人生苦短,切不可平白蹉跎了光阴。
许言走后,悦兮继续未完成的事情,开始看折子,带着些许愤然轻声说:“无论如何,本宫都要杀尽,以平息心中之愤恨。”
连姑姑替悦兮端来许言方才留下的药方,轻声劝着,“为了身子着想,公主喝了吧。”
悦兮只得看着那碗黑乎乎的药汁,忍下心中的恶心,一饮而尽。
第二日早朝,悦兮依照往常淡漠地坐在屏风之后,“众位大臣有事尽管说,若是无事也可以退朝。本宫毕竟是代理朝政,有些规矩便俭省许多吧。”
数名大臣却在此时突然跳出来,朗声说道:“启禀长公主,臣认为怡亲王谋逆一事,处罚过重。还请长公主放过那些因蛊惑而无意中跟随谋反的大臣们,他们毕竟也是多年的老臣了,还请长公主顾念旧情。”
几位大臣一同跳出来,倒是颇有几分威逼利诱的架势。
只是他们错了,悦兮或许心软,但面对如此威逼的场面,反而更不会留下情面。
柏涵此时站出来说道:“臣认为不妥。天子犯法与庶民同罪,难道仅仅因为几位大臣资历甚高,就可以免去罪责吗,更何况是谋反大罪!”
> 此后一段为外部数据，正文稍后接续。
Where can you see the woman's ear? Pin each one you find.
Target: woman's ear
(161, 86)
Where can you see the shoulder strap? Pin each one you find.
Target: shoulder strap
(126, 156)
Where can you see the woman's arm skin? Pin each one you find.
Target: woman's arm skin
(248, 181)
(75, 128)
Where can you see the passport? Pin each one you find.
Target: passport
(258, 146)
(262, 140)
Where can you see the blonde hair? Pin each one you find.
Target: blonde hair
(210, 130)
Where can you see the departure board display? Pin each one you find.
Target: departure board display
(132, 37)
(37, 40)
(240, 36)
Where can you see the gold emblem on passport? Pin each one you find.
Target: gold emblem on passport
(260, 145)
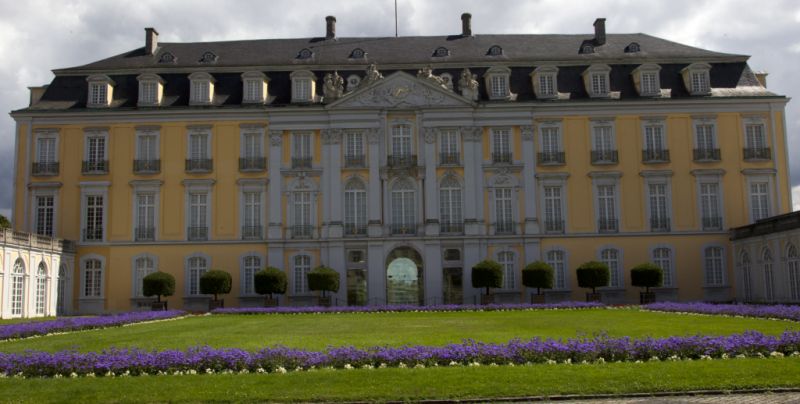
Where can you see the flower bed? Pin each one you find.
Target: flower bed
(402, 308)
(23, 330)
(744, 310)
(122, 362)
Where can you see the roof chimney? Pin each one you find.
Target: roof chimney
(330, 27)
(600, 31)
(150, 41)
(466, 24)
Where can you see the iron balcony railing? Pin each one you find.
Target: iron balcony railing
(401, 160)
(659, 224)
(252, 163)
(199, 165)
(197, 233)
(551, 158)
(502, 158)
(655, 156)
(607, 226)
(757, 153)
(94, 167)
(302, 230)
(704, 154)
(146, 166)
(301, 162)
(145, 233)
(354, 160)
(353, 229)
(605, 157)
(449, 158)
(45, 169)
(251, 232)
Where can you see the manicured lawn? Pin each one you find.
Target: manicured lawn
(415, 384)
(318, 331)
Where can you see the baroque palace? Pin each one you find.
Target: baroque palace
(400, 162)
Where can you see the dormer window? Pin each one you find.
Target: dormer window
(151, 89)
(544, 82)
(646, 80)
(696, 78)
(201, 91)
(254, 87)
(596, 81)
(101, 89)
(497, 83)
(303, 86)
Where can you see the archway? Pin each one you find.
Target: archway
(404, 282)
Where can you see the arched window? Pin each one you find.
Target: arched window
(793, 268)
(302, 266)
(506, 259)
(17, 288)
(451, 218)
(41, 289)
(195, 268)
(610, 257)
(142, 267)
(403, 209)
(714, 266)
(355, 208)
(662, 257)
(557, 260)
(250, 265)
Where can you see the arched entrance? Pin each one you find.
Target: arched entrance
(404, 283)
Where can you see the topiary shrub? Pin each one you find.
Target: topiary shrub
(158, 284)
(593, 274)
(215, 282)
(538, 275)
(270, 280)
(323, 279)
(487, 274)
(647, 275)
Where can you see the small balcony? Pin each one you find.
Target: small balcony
(199, 165)
(659, 224)
(302, 231)
(502, 158)
(712, 223)
(403, 229)
(251, 232)
(607, 226)
(655, 156)
(705, 154)
(449, 158)
(505, 227)
(551, 158)
(401, 160)
(354, 161)
(93, 234)
(757, 153)
(605, 157)
(252, 163)
(553, 226)
(301, 162)
(146, 166)
(94, 167)
(45, 169)
(451, 227)
(145, 234)
(353, 229)
(197, 233)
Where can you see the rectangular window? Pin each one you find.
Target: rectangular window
(759, 200)
(45, 211)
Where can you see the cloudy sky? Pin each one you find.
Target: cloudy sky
(37, 36)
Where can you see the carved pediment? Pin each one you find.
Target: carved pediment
(401, 90)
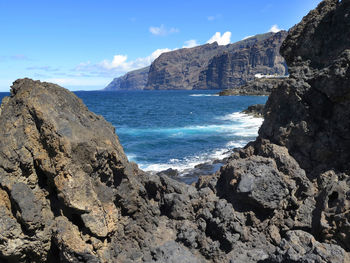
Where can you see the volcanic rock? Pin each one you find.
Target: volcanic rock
(256, 87)
(69, 194)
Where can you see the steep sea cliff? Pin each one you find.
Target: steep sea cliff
(69, 194)
(209, 66)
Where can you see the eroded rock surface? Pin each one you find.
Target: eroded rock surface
(69, 194)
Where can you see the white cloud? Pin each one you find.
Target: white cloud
(119, 61)
(246, 37)
(212, 18)
(162, 30)
(221, 39)
(274, 29)
(190, 43)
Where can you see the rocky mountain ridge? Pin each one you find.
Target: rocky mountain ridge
(69, 194)
(209, 66)
(256, 87)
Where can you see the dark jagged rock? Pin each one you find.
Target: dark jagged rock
(256, 110)
(257, 87)
(133, 80)
(283, 198)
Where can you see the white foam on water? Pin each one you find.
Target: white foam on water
(238, 124)
(204, 95)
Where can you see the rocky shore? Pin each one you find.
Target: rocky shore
(69, 194)
(257, 87)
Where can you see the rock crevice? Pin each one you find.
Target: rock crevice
(69, 194)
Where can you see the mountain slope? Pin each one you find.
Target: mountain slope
(209, 66)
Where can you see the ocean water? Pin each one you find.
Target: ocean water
(175, 129)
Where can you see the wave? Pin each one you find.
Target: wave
(204, 95)
(188, 162)
(191, 161)
(242, 127)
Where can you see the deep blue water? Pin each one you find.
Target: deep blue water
(178, 129)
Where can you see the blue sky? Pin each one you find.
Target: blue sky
(83, 45)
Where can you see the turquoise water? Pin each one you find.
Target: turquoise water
(178, 129)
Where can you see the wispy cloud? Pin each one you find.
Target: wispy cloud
(247, 37)
(14, 57)
(190, 43)
(212, 18)
(223, 39)
(162, 30)
(274, 29)
(266, 8)
(43, 68)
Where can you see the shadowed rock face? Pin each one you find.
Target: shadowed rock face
(209, 66)
(68, 193)
(212, 66)
(257, 87)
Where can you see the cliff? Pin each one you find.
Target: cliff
(133, 80)
(217, 67)
(209, 66)
(256, 87)
(68, 193)
(234, 68)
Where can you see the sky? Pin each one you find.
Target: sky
(84, 44)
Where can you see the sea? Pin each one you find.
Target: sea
(175, 129)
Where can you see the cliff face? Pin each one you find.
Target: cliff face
(134, 80)
(68, 193)
(235, 68)
(216, 67)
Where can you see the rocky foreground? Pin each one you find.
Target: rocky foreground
(69, 194)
柏涵说得激昂,众人一时被震慑住,但很快缓过神来,继续说着,“若真是一同论处,只怕会寒了朝臣的心啊。为国家兢兢业业多年,却因为一招错处,而满盘皆落索啊!”
悦兮在屏风后皱了皱眉。
宋连和曹利刚要站出来反驳,却看见悦兮轻轻掀起了帘子,慢慢地走了出来。
一袭红衣,美艳夺目,逐步走进了众人的视线。
“依众位大人所言,本宫前日所下的懿旨是错的了?还是你们认为,本宫就是错的呢?”悦兮面带笑意,眼眸中却透着冰雪般的冷意,语气平淡地轻声说道。
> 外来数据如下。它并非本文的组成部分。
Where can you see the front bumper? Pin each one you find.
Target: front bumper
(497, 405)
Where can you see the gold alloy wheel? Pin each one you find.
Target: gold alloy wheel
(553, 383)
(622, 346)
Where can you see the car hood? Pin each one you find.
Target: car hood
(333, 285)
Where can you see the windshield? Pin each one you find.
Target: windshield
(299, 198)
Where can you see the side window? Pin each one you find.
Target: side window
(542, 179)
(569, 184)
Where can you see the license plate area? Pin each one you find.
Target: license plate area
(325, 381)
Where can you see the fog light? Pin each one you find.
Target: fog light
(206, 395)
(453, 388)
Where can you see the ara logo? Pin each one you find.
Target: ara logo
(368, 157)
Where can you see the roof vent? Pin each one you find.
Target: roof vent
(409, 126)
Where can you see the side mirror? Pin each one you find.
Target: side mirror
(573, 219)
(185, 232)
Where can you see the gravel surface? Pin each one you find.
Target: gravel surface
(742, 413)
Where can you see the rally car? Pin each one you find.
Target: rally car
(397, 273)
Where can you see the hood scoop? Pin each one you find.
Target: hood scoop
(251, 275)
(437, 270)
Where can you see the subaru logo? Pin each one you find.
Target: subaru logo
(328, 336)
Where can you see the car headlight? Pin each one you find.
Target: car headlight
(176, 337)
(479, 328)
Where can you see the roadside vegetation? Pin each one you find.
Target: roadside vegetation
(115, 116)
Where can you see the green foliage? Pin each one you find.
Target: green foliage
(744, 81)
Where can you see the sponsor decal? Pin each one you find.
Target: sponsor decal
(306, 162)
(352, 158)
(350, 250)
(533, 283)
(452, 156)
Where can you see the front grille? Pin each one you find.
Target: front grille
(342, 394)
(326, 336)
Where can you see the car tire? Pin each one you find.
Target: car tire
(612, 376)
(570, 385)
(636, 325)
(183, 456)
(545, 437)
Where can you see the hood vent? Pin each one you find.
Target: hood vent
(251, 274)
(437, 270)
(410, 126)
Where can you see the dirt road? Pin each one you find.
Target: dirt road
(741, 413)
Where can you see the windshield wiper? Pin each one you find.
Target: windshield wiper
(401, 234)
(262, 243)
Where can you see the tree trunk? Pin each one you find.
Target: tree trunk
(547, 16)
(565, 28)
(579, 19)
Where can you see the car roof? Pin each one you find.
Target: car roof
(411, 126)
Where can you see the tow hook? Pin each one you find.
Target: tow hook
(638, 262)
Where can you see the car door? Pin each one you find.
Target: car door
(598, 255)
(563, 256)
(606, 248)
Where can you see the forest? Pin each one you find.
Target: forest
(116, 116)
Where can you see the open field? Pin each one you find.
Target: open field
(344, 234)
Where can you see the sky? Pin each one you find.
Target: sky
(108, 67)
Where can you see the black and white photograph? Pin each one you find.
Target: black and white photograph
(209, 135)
“臣等并非如此,只是希望长公主殿下能够法外容情,给这些旧臣一个改过自新的机会。”
“照大人这么说,本宫不仅不该惩处这些参与了谋逆的大臣,反而还应该让他们安享晚年是不是?”悦兮冷笑着,“难不成,这些谋反的人本宫还应该放过,他们动摇皇位,趁着国本不定而犯上作乱,实乃罪大恶极。若是今日放过,宽恕,法外容情,那岂不是告知天下人,谁都可以谋反,今天你也可以,明天我也可以,反正国法可以容情,总归也是罪不至死的,是这个意思吗?”
“臣不是这个意思,长公主殿下恕罪。”那大臣面露惊恐,有些诚惶诚恐地说道,心中却也是暗恨当了出头鸟,被人算计。
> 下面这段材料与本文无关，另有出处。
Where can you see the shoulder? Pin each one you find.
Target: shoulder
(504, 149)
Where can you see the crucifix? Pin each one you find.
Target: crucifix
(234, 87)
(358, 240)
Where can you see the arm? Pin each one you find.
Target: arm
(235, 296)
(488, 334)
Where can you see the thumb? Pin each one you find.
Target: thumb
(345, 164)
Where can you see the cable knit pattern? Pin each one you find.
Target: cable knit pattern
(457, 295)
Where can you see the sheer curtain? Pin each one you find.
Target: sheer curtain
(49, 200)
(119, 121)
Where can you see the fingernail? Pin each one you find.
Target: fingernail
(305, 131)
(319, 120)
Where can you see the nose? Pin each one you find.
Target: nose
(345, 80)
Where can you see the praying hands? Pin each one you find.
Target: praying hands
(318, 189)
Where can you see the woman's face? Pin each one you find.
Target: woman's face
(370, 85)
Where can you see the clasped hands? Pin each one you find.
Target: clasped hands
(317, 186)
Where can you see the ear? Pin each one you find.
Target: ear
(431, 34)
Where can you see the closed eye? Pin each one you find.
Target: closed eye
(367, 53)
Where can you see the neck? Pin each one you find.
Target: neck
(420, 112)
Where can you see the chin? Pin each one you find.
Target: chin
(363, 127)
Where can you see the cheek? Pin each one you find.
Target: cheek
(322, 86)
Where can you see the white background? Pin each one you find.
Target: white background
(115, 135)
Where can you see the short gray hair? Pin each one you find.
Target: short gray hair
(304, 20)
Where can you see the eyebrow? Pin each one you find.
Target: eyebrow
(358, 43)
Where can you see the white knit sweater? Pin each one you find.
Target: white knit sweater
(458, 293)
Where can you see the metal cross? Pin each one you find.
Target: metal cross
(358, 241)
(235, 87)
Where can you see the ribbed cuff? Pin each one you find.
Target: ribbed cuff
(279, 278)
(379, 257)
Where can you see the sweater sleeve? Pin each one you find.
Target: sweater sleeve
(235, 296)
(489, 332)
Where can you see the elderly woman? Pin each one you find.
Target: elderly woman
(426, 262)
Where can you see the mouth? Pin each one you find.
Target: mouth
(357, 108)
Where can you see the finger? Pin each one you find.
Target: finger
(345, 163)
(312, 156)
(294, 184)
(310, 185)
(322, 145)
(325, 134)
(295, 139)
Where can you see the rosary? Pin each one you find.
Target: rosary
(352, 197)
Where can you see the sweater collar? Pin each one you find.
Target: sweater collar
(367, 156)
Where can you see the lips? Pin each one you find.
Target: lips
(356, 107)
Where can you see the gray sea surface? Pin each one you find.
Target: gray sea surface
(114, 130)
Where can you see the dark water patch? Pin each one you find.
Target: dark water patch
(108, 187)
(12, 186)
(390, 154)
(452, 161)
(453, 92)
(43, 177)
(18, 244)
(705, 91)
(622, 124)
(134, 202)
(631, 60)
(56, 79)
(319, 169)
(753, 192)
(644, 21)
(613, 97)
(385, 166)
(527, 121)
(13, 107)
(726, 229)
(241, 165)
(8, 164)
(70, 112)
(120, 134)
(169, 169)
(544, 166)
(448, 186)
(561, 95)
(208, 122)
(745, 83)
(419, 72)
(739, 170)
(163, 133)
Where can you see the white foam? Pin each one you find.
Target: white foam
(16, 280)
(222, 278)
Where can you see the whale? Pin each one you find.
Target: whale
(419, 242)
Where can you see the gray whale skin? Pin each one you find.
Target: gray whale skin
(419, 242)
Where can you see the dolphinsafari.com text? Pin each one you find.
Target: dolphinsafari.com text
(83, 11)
悦兮并未动怒,却是一脸平静,“你们求情的折子,本宫都看过了。现在本宫就来答复,旨意是不会被追回的,那些谋反谋逆之人,犯上作乱,就是该杀!也是用他们的血,来警告那些犯上作乱之人,若是胆敢谋逆,下场便是如此!”
求情的大臣见悦兮如此斩钉截铁,若是再为了旁人的事情求情,只怕也会拖上自己的前途和命运,他们深知悦兮并非是好相与的人,恐怕再僵持下去拖累的便是自己了。
于是,方才还牙尖嘴利、侃侃而谈的一群人,现在皆是一片静默,哑口无言。
“所以,众位大臣对于本宫前日的旨意还有什么异议吗?”悦兮站在金銮殿高高的台阶之上,冷冷地俯瞰着下面站着的众人。
“但凭长公主殿下决断,臣等但凭长公主吩咐!”
悦兮满意地点了点头,“既如此,传本宫懿旨,跟随怡亲王谋逆之大臣,今日午时,处斩!”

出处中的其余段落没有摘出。